Niederösterreich, 10.3.1998(NÖI) Im Anschluß an den heutigen Unterausschuß, in dem offene Fragen zu einer Änderung des NÖ Naturschutzgesetzes behandelt wurden, stellte LAbg. Martin Michalitsch fest, daß sich die Bemühungen der Volkspartei Niederösterreich um weitere Gespräche gelohnt haben. Der VP NÖ geht es nämlich darum, ein Gesetz zu schaffen, das einen flächendeckenden Naturschutz sicherstellt und zugleich die Bewußtseinsbildung der Bevölkerung für den Naturschutz stärkt. So hat der Landtagsklub der SP-NÖ im Namen des dafür zuständigen SP-Landesrates Wagner zwar einen Antrag zu einem neuen Naturschutzgesetz eingebracht. Dieser war allerdings in vielen Teilen unbrauchbar und hätte den Naturschutz in unserem Land durch Überreglementierung und bürokratische Hürden gefährdet.****

Vor diesem Hintergrund ist es nunmehr um so erfreulicher, daß der Unterausschuß zum Naturschutzgesetz am heutigen Tag über wichtige Grundsätze, die von der VP NÖ formuliert wurden, geeinigt hat. Folgende Punkte sind von der Fachabteilung nunmehr in den Gesetzesentwurf einzuarbeiten.
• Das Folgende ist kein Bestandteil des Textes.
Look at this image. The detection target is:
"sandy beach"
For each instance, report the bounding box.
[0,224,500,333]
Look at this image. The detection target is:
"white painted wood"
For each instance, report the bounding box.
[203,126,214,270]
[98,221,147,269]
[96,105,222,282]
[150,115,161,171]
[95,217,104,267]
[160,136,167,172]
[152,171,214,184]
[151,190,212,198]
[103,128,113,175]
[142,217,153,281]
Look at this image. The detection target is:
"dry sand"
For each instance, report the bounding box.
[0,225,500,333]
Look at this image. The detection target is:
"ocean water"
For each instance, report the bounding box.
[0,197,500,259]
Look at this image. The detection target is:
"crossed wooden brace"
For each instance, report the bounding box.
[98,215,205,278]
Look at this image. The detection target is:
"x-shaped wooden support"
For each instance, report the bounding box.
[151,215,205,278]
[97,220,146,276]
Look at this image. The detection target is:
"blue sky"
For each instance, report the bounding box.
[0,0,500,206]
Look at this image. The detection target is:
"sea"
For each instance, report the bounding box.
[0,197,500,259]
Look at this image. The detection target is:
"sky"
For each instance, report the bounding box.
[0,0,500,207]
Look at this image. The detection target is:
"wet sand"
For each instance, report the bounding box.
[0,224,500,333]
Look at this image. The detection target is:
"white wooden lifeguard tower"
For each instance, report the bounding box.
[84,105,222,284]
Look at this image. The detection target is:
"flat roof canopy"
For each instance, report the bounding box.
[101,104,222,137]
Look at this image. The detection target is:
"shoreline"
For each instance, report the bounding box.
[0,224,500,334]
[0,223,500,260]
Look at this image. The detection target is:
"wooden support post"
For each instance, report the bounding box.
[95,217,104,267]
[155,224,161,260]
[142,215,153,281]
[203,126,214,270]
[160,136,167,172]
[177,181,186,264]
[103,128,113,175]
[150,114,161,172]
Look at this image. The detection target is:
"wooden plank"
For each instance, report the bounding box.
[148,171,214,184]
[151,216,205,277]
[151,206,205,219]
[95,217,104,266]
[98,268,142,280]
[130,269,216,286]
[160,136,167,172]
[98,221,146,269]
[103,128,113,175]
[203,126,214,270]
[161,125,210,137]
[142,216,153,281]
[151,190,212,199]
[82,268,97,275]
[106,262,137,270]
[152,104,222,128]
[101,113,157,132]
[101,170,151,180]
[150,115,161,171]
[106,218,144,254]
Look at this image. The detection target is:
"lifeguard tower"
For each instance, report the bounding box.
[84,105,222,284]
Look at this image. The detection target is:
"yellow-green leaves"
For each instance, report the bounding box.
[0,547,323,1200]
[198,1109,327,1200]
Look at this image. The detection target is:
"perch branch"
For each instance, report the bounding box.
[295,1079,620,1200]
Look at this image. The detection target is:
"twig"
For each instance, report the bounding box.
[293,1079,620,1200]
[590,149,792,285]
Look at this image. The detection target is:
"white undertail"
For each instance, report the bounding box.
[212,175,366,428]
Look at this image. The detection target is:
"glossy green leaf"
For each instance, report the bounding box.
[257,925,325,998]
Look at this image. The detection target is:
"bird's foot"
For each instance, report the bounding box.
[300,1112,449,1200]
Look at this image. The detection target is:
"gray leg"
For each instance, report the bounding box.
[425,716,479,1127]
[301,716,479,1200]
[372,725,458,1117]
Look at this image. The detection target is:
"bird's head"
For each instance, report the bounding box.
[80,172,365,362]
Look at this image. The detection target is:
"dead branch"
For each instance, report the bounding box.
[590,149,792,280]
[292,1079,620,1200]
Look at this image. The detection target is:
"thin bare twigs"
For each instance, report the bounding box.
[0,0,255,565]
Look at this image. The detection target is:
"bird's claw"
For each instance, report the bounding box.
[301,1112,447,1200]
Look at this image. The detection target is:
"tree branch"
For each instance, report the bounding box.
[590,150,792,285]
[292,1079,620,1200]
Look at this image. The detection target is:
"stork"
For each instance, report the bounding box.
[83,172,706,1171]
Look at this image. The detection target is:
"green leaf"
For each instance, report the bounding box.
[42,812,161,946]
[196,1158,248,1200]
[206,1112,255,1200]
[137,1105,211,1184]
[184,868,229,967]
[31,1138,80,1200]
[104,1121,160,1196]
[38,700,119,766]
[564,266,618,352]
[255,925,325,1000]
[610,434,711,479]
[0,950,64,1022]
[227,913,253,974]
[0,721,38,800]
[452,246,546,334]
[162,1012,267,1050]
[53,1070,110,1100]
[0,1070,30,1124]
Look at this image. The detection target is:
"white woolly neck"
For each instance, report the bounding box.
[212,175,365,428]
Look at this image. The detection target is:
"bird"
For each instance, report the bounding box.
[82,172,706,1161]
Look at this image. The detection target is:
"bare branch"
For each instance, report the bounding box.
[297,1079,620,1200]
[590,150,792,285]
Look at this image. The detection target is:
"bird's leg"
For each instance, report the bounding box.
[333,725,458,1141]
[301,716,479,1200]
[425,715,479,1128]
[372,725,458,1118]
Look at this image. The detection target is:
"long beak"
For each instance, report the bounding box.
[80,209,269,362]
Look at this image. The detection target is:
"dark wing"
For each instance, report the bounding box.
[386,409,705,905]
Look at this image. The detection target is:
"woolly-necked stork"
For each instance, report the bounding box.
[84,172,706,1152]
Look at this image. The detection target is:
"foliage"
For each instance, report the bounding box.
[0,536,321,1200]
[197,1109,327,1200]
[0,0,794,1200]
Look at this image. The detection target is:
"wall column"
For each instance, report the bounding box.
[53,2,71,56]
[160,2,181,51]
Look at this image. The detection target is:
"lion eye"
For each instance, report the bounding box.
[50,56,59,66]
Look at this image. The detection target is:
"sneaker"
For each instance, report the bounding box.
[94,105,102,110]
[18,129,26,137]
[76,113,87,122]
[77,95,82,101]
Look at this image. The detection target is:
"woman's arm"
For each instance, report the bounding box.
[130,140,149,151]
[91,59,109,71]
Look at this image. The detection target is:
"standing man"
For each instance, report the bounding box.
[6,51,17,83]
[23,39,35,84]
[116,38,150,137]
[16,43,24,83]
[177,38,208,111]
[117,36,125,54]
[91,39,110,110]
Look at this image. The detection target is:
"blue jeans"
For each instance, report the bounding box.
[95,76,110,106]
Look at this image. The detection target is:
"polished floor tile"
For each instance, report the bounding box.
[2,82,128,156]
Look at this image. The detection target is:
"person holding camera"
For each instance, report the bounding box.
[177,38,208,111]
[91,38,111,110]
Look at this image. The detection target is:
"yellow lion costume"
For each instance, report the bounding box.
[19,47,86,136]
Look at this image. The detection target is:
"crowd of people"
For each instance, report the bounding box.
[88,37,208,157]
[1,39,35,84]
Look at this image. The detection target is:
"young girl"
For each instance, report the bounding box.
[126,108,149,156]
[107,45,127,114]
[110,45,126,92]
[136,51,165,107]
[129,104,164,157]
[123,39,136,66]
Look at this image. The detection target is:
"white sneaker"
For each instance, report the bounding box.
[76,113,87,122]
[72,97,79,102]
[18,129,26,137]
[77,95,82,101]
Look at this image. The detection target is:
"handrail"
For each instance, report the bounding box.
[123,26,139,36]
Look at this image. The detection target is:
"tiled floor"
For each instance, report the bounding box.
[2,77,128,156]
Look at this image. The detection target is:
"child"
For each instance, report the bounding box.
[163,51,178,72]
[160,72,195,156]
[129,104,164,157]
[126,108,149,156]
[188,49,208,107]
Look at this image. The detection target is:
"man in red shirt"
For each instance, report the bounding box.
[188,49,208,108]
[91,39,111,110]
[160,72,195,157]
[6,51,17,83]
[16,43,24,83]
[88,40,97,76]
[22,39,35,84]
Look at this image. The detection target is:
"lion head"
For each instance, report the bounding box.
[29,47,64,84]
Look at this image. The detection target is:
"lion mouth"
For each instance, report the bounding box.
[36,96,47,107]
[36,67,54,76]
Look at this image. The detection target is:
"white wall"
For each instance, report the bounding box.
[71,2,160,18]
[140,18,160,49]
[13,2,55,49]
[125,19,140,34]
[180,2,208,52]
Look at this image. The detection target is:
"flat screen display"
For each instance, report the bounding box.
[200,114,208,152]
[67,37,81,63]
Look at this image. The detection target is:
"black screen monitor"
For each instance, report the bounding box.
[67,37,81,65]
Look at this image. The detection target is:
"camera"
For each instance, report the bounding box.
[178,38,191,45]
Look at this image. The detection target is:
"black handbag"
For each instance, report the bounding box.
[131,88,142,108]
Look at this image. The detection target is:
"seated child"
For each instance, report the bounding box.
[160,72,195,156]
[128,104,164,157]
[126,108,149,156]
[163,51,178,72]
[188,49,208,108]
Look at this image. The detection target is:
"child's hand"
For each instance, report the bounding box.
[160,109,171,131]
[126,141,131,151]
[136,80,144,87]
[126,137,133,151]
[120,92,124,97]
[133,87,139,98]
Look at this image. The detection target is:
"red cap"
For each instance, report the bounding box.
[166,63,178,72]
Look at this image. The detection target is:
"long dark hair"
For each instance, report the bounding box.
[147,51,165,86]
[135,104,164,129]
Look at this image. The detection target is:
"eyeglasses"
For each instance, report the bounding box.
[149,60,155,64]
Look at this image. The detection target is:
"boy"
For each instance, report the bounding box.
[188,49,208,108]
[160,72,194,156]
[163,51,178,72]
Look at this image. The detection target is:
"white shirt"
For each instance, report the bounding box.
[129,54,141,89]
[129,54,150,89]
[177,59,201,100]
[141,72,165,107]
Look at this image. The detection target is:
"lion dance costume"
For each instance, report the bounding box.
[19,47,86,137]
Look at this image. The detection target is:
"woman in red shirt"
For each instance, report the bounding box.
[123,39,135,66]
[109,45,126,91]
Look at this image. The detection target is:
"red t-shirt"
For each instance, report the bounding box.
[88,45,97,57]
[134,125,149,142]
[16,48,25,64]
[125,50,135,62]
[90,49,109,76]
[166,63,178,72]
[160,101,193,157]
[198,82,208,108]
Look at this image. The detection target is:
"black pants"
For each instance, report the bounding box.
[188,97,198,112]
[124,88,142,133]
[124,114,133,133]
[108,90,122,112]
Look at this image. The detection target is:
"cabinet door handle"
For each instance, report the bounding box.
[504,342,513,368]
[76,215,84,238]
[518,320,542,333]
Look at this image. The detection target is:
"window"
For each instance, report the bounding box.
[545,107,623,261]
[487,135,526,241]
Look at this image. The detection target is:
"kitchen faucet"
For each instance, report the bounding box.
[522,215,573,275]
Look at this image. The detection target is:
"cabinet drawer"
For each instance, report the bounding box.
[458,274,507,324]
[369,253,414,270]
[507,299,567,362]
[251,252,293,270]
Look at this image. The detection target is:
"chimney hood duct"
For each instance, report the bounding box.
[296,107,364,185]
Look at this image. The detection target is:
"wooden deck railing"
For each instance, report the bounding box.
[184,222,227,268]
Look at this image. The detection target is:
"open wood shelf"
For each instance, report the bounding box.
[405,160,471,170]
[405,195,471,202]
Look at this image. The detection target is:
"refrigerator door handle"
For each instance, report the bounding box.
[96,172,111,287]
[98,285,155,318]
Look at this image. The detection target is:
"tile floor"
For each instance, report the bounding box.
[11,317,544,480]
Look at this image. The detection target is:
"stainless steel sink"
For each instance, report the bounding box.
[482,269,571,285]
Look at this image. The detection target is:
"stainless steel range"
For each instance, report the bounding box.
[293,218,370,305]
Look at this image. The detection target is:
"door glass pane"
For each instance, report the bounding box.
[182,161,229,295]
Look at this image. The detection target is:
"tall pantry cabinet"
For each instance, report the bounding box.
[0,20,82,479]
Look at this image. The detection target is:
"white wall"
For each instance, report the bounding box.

o Der stärkere Ausbau des Vertragsnaturschutzes. So sollen in Hinkunft zwischen dem Land und den Betroffenen, Verträge abgeschlossen werden, in denen sich die Betroffenen verpflichten, die Anliegen des Naturschutzes zu berücksichtigen.

o Der Abbau von bewilligungspflichtigen Tatbeständen: Maßnahmen des Naturschutzes sollten sich auf jene Bereiche konzentrieren,
bei denen erhebliche Interessen des Naturschutzes gegeben sind.

o Der Abbau von Mehrfachgenehmigungen und der Einsatz der Verfahrenskonzentration. Das heißt, daß es kein eigenes Verfahren mehr geben soll, wenn ein bestimmtes Vorhaben bereits nach anderen Bestimmungen genehmigt wurde.

Michalitsch abschließend: Mit dieser Einigung sind wir in die Zielgerade für ein wirklich innovatives Naturschutzgesetz eingebogen.